Screenings began to rise again in June and July, Epic found, but as of June 16, “weekly volumes remained 29%, 36% and 35% lower than their pre-COVID-19 levels for breast, colon and cervical cancer screenings.”
Gugel said that in recent weeks, she’s seen an uptick in people scheduling mammograms at Sacred Heart’s Prevea Cancer Center.
“I feel confident the hospital has done everything they can to ensure we’re a safe place for people to come and receive care, so that we don’t, in six months to a year, have this influx of later-stage cancers,” Gugel said.
While some cancer screenings, like mammograms, colonoscopies and HPV screenings, need to happen in person, there are some limited telehealth options for eligible patients, Hidalgo said, specifically Cologuard, a stool DNA test for colon cancer.
It’s not just screenings: The number of cancer diagnoses in the U.S. also dwindled this spring and summer, studies indicate.
August research in the medical journal JAMA Network Open showed a downward trend in newly identified cases of six common types of cancer, STAT News reported last month: Between March 1 and April 18, the average “weekly number of newly diagnosed cancer patients plunged 46.4% for all six types: breast, colorectal, lung, gastric, pancreatic and esophageal.”
Experts warn that it doesn’t mean that cancer is impacting fewer people.
“...There is no reason to believe the actual incidence of cancer has dropped,” wrote Norman Sharpless, director of the National Cancer Institute, in a June editorial at the American Association for the Advancement of Science.
Sharpless added: “Cancers being missed now will still come to light eventually, but at a later stage (“upstaging”) and with worse prognoses.”

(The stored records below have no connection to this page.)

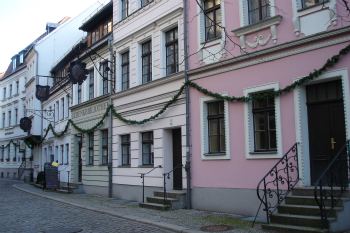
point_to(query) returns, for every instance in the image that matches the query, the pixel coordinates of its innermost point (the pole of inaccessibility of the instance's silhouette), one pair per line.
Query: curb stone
(167, 226)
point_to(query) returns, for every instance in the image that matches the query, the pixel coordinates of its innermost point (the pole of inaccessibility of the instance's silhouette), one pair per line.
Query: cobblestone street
(23, 212)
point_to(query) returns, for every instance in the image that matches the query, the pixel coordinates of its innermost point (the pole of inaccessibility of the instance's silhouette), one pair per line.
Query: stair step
(306, 210)
(160, 200)
(154, 206)
(60, 190)
(309, 200)
(309, 191)
(298, 220)
(170, 194)
(292, 228)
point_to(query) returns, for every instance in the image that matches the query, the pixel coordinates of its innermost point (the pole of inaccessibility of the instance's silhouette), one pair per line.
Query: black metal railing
(142, 175)
(332, 183)
(167, 176)
(278, 182)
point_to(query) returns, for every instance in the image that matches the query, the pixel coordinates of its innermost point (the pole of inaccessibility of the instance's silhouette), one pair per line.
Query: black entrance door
(177, 159)
(326, 124)
(80, 174)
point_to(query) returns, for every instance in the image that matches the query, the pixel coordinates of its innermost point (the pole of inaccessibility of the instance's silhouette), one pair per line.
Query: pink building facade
(262, 47)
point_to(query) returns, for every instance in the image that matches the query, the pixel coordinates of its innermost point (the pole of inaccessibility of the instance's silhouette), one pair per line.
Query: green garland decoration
(313, 75)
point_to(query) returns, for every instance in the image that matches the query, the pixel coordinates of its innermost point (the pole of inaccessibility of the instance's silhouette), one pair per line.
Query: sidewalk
(175, 220)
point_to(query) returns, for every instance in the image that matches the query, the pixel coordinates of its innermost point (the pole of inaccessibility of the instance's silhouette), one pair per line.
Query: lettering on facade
(97, 108)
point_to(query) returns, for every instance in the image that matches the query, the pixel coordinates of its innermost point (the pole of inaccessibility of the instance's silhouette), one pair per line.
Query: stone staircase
(175, 200)
(300, 213)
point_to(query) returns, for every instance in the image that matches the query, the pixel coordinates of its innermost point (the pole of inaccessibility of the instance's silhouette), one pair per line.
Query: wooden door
(326, 124)
(177, 159)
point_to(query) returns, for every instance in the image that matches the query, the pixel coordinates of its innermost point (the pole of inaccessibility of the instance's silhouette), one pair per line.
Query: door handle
(333, 142)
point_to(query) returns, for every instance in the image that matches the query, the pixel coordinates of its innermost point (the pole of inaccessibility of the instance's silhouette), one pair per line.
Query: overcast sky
(22, 21)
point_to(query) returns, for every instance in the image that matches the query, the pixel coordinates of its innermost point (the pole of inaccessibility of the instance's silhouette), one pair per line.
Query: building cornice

Local doctors encourage return
Chippewa Valley doctors are encouraging most, if not all, people to get their recommended cancer screenings this year, even if it means having to reschedule canceled spring appointments.
“Cancer screening has been proven to detect cancer early and prevent cancer related deaths for many types of cancers,” Burns said.
Burns noted that hospitals in the Chippewa Valley area are requiring masks, screening patients for COVID-19 symptoms and stepping up sanitizing and cleaning procedures
Gugel has a message for patients: Instead of just skipping your cancer screening this year, there’s still time to schedule one.
“I hope people will pursue getting it scheduled late, as opposed to not at all,” she said. “The sooner we can identify cancer, the easier it is to treat and cure. When cancer is identified later, the chance that it has spread is greater. It becomes harder to treat and cure.”